The company needs to model the demand for shared bikes with the available independent variables. It will be used by the management to understand how exactly the demands vary with different features. They can accordingly manipulate the business strategy to meet the demand levels and meet the customer’s expectations. Further, the model will be a good way for management to understand the demand dynamics of a new market.

Analysis Approach & Conclusions

This problem can be solved using Multiple Linear Regression Analysis. The company requires a two fold solution.

  1. A model to predict demand with accuracy.
  2. Insight into the significant relationships that exist between demand and available predictors.

Analysis is carried out using a Mixed Feature Selection Approach. 15 features are selected algorithmically using Recursive Feature Elimination. Further selection is done manually by looking at multicollinearity and statistical significance of features and overall fit of the model. The 10 most significant features to understand demand have been reported.

The data set is randomly divided into training and test data.
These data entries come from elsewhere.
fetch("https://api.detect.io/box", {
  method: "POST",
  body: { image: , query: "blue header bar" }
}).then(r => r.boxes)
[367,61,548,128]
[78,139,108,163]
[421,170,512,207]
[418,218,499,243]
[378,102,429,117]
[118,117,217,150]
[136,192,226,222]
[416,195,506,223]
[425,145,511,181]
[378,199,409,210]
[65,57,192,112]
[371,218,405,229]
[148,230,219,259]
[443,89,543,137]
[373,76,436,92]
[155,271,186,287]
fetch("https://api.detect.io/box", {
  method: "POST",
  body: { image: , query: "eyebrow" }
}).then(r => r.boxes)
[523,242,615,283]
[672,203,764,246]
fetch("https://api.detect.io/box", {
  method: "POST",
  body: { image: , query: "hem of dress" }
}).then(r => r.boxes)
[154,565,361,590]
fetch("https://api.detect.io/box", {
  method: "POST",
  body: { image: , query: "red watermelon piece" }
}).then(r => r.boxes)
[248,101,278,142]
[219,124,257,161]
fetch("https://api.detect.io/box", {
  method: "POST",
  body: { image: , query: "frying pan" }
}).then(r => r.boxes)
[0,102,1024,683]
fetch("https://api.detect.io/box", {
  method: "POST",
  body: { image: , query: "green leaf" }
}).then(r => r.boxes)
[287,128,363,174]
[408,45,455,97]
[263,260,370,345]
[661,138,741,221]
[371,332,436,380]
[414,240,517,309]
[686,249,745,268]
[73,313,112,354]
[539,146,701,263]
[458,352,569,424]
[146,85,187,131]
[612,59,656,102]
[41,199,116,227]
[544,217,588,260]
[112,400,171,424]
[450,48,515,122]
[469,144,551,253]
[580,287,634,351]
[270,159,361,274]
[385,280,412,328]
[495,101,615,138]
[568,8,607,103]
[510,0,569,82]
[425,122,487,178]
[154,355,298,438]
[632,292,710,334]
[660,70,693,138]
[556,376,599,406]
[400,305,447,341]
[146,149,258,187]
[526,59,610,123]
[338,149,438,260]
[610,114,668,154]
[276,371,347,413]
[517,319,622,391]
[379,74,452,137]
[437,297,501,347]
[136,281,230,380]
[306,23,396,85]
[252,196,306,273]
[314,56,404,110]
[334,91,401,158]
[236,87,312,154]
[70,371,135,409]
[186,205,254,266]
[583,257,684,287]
Final Model built on training data set explains 84% of the variability and achieves 81% on test data.
The final relationship between demand and predictors is as follows.

  • cnt = 2392.0791 + 1946.7864 yr + 444.4907 Saturday + 466.0136 winter - 890.3115 july -1063.6669 spring + 296.8008 workingday - 1749.8275 hum + 4471.6602 temp - 1110.3191 windspeed - 1273.7519 light snow/rain

where temp , windspeed and hum are normalized.

Note :

  • Data has been cleaned to drop outliers that might affect the model adversely
  • The model has been verified for Multicollinearity effects.
  • Residual Analysis has been carried out and the model satisfies the assumptions of Linear Regression (Residuals follow a normal distribution, Errors exhibit homoscedasticity)
  • Q-Q plot between residual distribution and normal distribution shows that residuals approximately follow a normal distribution. Some points significant deviation which deems further analysis
  • Further Lag plot shows there is no auto-correlation in data.
  • Model is stable at 81%(+/-14%) coefficient of determination at 95% CI, ascertained through cross validation.
  • Features in the order of influence has been reported by standardizing all predictor values.
  • Outliers dropped during Data Understanding phase deems further analysis from business perspective.

Reading and Understanding Data

1data = pd.read_csv('./day.csv')
1data.head()

Data Quality Checks

1data.info()
1<class 'pandas.core.frame.DataFrame'>
2RangeIndex: 730 entries, 0 to 729
3Data columns (total 16 columns):
4 # Column Non-Null Count Dtype
5--- ------ -------------- -----
6 0 instant 730 non-null int64
7 1 dteday 730 non-null object
8 2 season 730 non-null int64
9 3 yr 730 non-null int64
10 4 mnth 730 non-null int64
11 5 holiday 730 non-null int64
12 6 weekday 730 non-null int64
13 7 workingday 730 non-null int64
14 8 weathersit 730 non-null int64
15 9 temp 730 non-null float64
16 10 atemp 730 non-null float64
17 11 hum 730 non-null float64
18 12 windspeed 730 non-null float64
19 13 casual 730 non-null int64
20 14 registered 730 non-null int64
21 15 cnt 730 non-null int64
22dtypes: float64(4), int64(11), object(1)
23memory usage: 91.4+ KB
  • No missing values

Visualizing Continuous Variables

1# dropping `instant`,`dteday`,`casual`,`registered`
2
3data = data.drop(columns=['instant','dteday','casual','registered'])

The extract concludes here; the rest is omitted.